Voice over Google Docs
This year I had the chance to participate in the annual hackathon run at Brown University with my friend Mckenna Cisler.
We are both members of the Brown Amateur Radio Club, so we were interested in doing something related to communication. We decided to build a VOIP client that piggybacked on Google Docs as a type of unconventional web socket. The github is here, and usage is very simple if you want to try it out.
The Build
We started off by sketching out the data flow:
Then, working in python, we stitched together a working application.
First, we used the PyAudio library to get data from the soundcard in the form of a byte array. Then, we use the base64 encoding to transform these bits into nice characters that can be represented in base ASCII. This gives us the text string that needs to be pushed to Google Docs.
All of the interaction with Google Docs was done through the Selenium Python bindings. This let us copy and paste strings from Python very quickly. In order to get the base64 strings into the system clipboard, we used a library called Pyperclip. Using this library allowed us to then simply automate the “Ctrl”+”V” keypress action to move the string into a Google Doc.

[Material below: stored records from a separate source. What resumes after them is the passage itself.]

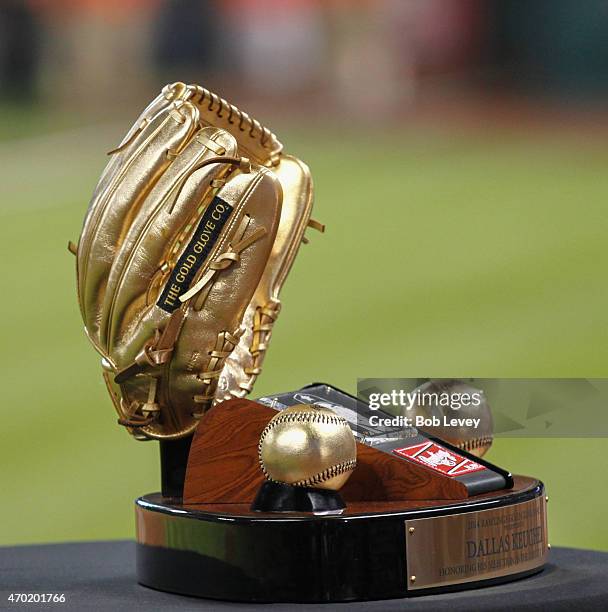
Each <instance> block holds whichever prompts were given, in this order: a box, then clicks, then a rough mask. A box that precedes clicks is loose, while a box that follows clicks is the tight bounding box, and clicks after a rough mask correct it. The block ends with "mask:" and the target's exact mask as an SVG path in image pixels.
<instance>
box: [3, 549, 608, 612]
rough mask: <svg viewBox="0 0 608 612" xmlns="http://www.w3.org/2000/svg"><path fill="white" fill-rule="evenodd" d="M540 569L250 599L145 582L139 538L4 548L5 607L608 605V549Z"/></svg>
mask: <svg viewBox="0 0 608 612" xmlns="http://www.w3.org/2000/svg"><path fill="white" fill-rule="evenodd" d="M549 561H550V563H549V565H548V566H547V568H546V569H545V570H544V571H543V572H542V573H540V574H537V575H535V576H531V577H529V578H525V579H523V580H519V581H517V582H512V583H509V584H504V585H500V586H493V587H486V588H483V589H476V590H470V591H460V592H455V593H448V594H442V595H427V596H421V597H415V598H408V599H389V600H384V601H373V602H369V601H368V602H360V603H347V604H308V605H298V606H296V605H294V604H274V605H270V604H263V605H253V604H243V603H230V602H220V601H211V600H202V599H194V598H190V597H183V596H180V595H172V594H169V593H161V592H158V591H154V590H152V589H148V588H145V587H142V586H140V585H138V584H137V582H136V580H135V545H134V544H133V543H132V542H86V543H74V544H49V545H41V546H17V547H11V548H0V592H1V595H2V599H1V600H0V609H13V610H25V609H30V608H31V609H37V610H42V609H55V610H87V609H95V610H148V611H150V610H230V609H239V610H245V609H247V610H272V611H274V610H294V609H298V610H300V609H301V610H330V609H332V610H333V609H334V608H336V609H341V610H353V609H362V610H363V609H365V610H433V611H435V610H450V611H451V612H456V611H459V610H462V611H465V610H466V611H467V612H471V611H472V610H539V611H540V610H542V611H545V610H551V611H555V610H575V611H576V612H582V611H586V610H608V553H601V552H593V551H588V550H578V549H573V548H553V549H552V550H551V553H550V558H549ZM10 593H64V594H65V597H66V602H65V603H63V604H62V603H57V604H50V605H48V604H40V603H39V604H21V603H18V604H16V603H10V602H9V601H8V600H7V598H8V596H9V594H10Z"/></svg>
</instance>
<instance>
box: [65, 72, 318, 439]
mask: <svg viewBox="0 0 608 612" xmlns="http://www.w3.org/2000/svg"><path fill="white" fill-rule="evenodd" d="M282 150H283V146H282V145H281V143H280V142H279V141H278V140H277V138H276V136H275V135H274V134H273V133H272V132H270V130H268V129H267V128H265V127H263V126H262V125H261V124H260V123H259V122H258V121H256V120H255V119H253V118H251V117H250V116H249V115H247V114H246V113H244V112H242V111H241V110H239V109H238V108H236V107H235V106H233V105H232V104H229V103H228V102H226V100H223V99H222V98H220V97H219V96H217V95H215V94H214V93H211V92H210V91H208V90H207V89H204V88H203V87H200V86H198V85H184V84H183V83H174V84H172V85H168V86H166V87H165V88H164V89H163V91H162V93H161V94H160V95H159V96H158V97H157V98H156V99H155V100H153V101H152V103H151V104H150V105H149V106H148V107H147V108H146V109H145V111H144V112H143V114H142V115H141V116H140V117H139V119H138V120H137V122H136V123H135V125H134V126H133V127H132V128H131V130H130V131H129V132H128V133H127V135H126V137H125V138H124V140H123V141H122V143H121V144H120V145H119V146H118V147H117V148H116V149H114V150H113V151H111V152H110V155H111V157H112V158H111V160H110V162H109V163H108V165H107V166H106V168H105V170H104V172H103V174H102V176H101V178H100V180H99V183H98V185H97V188H96V189H95V192H94V193H93V198H92V200H91V203H90V205H89V209H88V212H87V215H86V218H85V221H84V226H83V229H82V233H81V236H80V241H79V243H78V246H77V247H76V246H75V245H73V244H70V250H72V252H74V253H75V254H76V260H77V266H76V267H77V277H78V298H79V302H80V309H81V312H82V317H83V319H84V323H85V330H86V333H87V335H88V337H89V339H90V341H91V342H92V343H93V345H94V346H95V348H96V349H97V351H98V352H99V353H100V354H101V356H102V367H103V376H104V379H105V381H106V384H107V387H108V390H109V392H110V395H111V396H112V400H113V402H114V405H115V407H116V410H117V411H118V415H119V419H118V422H119V423H120V424H121V425H124V426H125V427H126V428H127V429H128V431H129V432H131V433H132V434H133V435H134V436H135V437H136V438H137V439H149V438H155V439H174V438H180V437H182V436H185V435H188V434H189V433H191V432H192V431H193V430H194V429H195V427H196V425H197V422H198V419H199V418H200V416H201V415H202V414H203V413H204V412H205V410H207V409H208V408H209V407H210V406H211V405H212V404H214V403H216V402H219V401H222V400H224V399H229V398H231V397H243V396H244V395H246V394H247V393H248V392H249V391H250V390H251V389H252V387H253V384H254V382H255V380H256V377H257V376H258V374H259V373H260V369H261V366H262V361H263V359H264V353H265V351H266V348H267V346H268V342H269V340H270V335H271V332H272V326H273V324H274V322H275V320H276V318H277V315H278V313H279V308H280V302H279V297H278V296H279V290H280V289H281V286H282V285H283V282H284V281H285V278H286V276H287V274H288V272H289V269H290V267H291V265H292V263H293V260H294V258H295V255H296V253H297V251H298V248H299V246H300V243H301V242H302V241H304V240H305V238H304V230H305V229H306V226H307V225H309V226H311V227H314V228H315V229H319V230H320V231H323V226H322V225H321V224H319V223H317V222H315V221H312V220H311V219H310V212H311V208H312V182H311V178H310V174H309V171H308V168H307V167H306V165H305V164H304V163H302V162H301V161H300V160H298V159H296V158H295V157H292V156H289V155H285V154H284V153H283V152H282Z"/></svg>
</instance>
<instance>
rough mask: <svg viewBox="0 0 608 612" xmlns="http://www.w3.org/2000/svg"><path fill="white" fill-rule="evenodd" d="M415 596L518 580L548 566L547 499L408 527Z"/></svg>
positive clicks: (406, 531)
mask: <svg viewBox="0 0 608 612" xmlns="http://www.w3.org/2000/svg"><path fill="white" fill-rule="evenodd" d="M405 537H406V547H407V548H406V554H407V573H408V576H407V584H408V589H409V590H416V589H428V588H431V587H437V586H444V585H450V584H460V583H463V582H473V581H476V580H487V579H490V578H498V577H500V576H507V575H509V574H518V573H520V572H526V571H529V570H533V569H535V568H538V567H541V566H542V565H544V564H545V562H546V558H547V550H548V542H547V510H546V501H545V497H544V496H542V497H537V498H535V499H532V500H530V501H527V502H522V503H520V504H515V505H512V506H505V507H502V508H496V509H493V510H481V511H478V512H465V513H462V514H452V515H449V516H439V517H433V518H423V519H415V520H411V521H405Z"/></svg>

On the receive end, a listener function constantly polled the Google Doc for new chunks of audio data. When it received some, it decoded the base64 and and then wrote those bytes to the soundcard, playing the audio.
We implemented some simple compression using the built-in python libraries, but didn’t notice any serious improvements.
Results
We were very happy with the results, and were able to send close to real-time audio over an unconventional medium.
Our main problem seemed to be due to the rate limits on Google Doc copy and paste operations. When we were transferring text too fast, the document skipped packets on the receive end. Going too fast meant that Google Docs couldn’t keep up. Ultimately, this meant that we had a close to 4 second lag on bidirectional communication, which made conversation very slow.